October 16, 2020
Physiology-guided PCI Optimization Strategy Evaluated in TARGET FFR Study
October 16, 2020—Results from the randomized controlled TARGET FFR trial showed that while a physiology-guided percutaneous coronary intervention (PCI) optimization strategy did not achieve a significant increase in the proportion of patients with final FFR ≥ 0.9, it reduced the proportion of patients with a residual FFR ≤ 0.8 after PCI.
The findings were presented by Damien Collison, MD, at TCT Connect, the 32nd annual Transcatheter Cardiovascular Therapeutics scientific symposium of the Cardiovascular Research Foundation held online October 14-18, 2020.
As summarized by TCT Connect, TARGET FFR enrolled 260 patients between March 2018 and November 2019 at a single site. After angiographically successful PCI procedures, patients were randomized (1:1) to receive either a physiology-guided incremental optimization strategy (PIOS intervention group, n = 131) or blinded post-PCI coronary physiology measurements (control group, n = 129). Patients undergoing successful, standard-of-care PCI for either stable angina or medically stabilized non-ST-segment-elevation myocardial infarction were eligible for randomization.
The trial’s primary endpoint was defined as the proportion of patients with a final post-PCI FFR result ≥ 0.9. The study found that the incidence of final FFR ≥ 0.9 was 10% higher in the PIOS group than the control group but that the difference was not statistically significant (38.1% vs 28.1%; P = .099). However, the study’s secondary endpoint, the proportion of patients with final FFR ≤ 0.8, was significantly lower in the PIOS group (18.6% vs 29.8%; P = .045).

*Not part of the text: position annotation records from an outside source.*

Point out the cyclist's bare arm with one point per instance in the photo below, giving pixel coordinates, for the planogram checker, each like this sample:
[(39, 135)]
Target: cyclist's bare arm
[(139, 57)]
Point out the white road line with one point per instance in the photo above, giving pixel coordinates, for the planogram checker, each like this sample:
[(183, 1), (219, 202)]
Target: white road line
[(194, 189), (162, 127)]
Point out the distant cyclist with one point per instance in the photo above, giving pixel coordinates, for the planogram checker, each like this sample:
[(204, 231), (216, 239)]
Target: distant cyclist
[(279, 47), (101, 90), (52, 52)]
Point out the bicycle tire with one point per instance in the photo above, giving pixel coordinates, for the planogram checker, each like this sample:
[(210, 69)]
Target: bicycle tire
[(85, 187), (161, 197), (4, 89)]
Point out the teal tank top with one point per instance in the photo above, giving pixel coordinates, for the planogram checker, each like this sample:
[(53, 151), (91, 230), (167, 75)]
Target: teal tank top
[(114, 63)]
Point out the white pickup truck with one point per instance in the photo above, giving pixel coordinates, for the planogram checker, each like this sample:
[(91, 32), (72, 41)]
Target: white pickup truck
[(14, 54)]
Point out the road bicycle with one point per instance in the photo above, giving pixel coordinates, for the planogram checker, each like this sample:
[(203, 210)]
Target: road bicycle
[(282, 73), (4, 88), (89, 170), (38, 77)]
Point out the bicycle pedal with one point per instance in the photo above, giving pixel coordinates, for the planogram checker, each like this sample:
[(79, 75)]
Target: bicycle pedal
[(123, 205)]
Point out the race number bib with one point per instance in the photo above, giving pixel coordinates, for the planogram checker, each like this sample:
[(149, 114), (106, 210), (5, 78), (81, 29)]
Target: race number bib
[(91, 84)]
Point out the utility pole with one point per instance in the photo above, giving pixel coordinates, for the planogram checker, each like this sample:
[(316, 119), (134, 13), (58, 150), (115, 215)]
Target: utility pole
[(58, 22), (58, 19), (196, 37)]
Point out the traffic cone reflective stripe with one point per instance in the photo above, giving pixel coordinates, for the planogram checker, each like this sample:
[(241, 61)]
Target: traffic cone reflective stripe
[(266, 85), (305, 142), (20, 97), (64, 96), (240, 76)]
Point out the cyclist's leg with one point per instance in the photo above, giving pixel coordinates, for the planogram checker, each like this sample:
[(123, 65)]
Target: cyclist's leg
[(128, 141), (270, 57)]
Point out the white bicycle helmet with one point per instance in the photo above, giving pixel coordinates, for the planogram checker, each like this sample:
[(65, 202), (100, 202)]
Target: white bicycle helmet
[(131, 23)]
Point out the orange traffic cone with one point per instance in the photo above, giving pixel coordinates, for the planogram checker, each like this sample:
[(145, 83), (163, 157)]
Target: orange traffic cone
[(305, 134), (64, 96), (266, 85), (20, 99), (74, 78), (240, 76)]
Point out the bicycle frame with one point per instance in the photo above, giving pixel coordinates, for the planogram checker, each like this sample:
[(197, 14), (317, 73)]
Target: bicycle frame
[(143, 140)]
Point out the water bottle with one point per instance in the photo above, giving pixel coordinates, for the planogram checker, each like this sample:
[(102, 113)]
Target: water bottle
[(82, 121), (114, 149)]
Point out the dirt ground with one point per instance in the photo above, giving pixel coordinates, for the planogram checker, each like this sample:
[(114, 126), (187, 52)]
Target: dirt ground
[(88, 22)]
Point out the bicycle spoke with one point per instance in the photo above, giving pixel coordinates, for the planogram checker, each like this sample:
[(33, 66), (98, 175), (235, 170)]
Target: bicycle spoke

Based on FFR pullback assessment of the stented vessel, a target for further optimization was present in 60 of the 131 (46%) patients randomized to PIOS, and operators considered it appropriate to perform additional postdilatation with or without stenting in 40 of these 60 (66%) patients.
Among patients who had further intervention/optimization performed, mean post-PCI FFR increased significantly from 0.76 to 0.82 (P < .001) and mean coronary flow reserve (CFR) increased from 3.0 to 4.0 (P = .02).
“When assessing the proposed optimal post-PCI FFR cutoff value of ≥ 0.9, we found that the majority of patients with angiographically acceptable PCI results actually have a physiologically suboptimal outcome,” commented Dr. Collison in the TCT Connect announcement. “Up to 30% of patients may even have a final FFR result that remains below the guideline-directed threshold for performing revascularization in the first place. In our randomized controlled trial, application of an FFR-guided optimization strategy after stenting led to improvements in both FFR and CFR and significantly reduced the proportion of patients with a final post-PCI FFR ≤ 0.8.”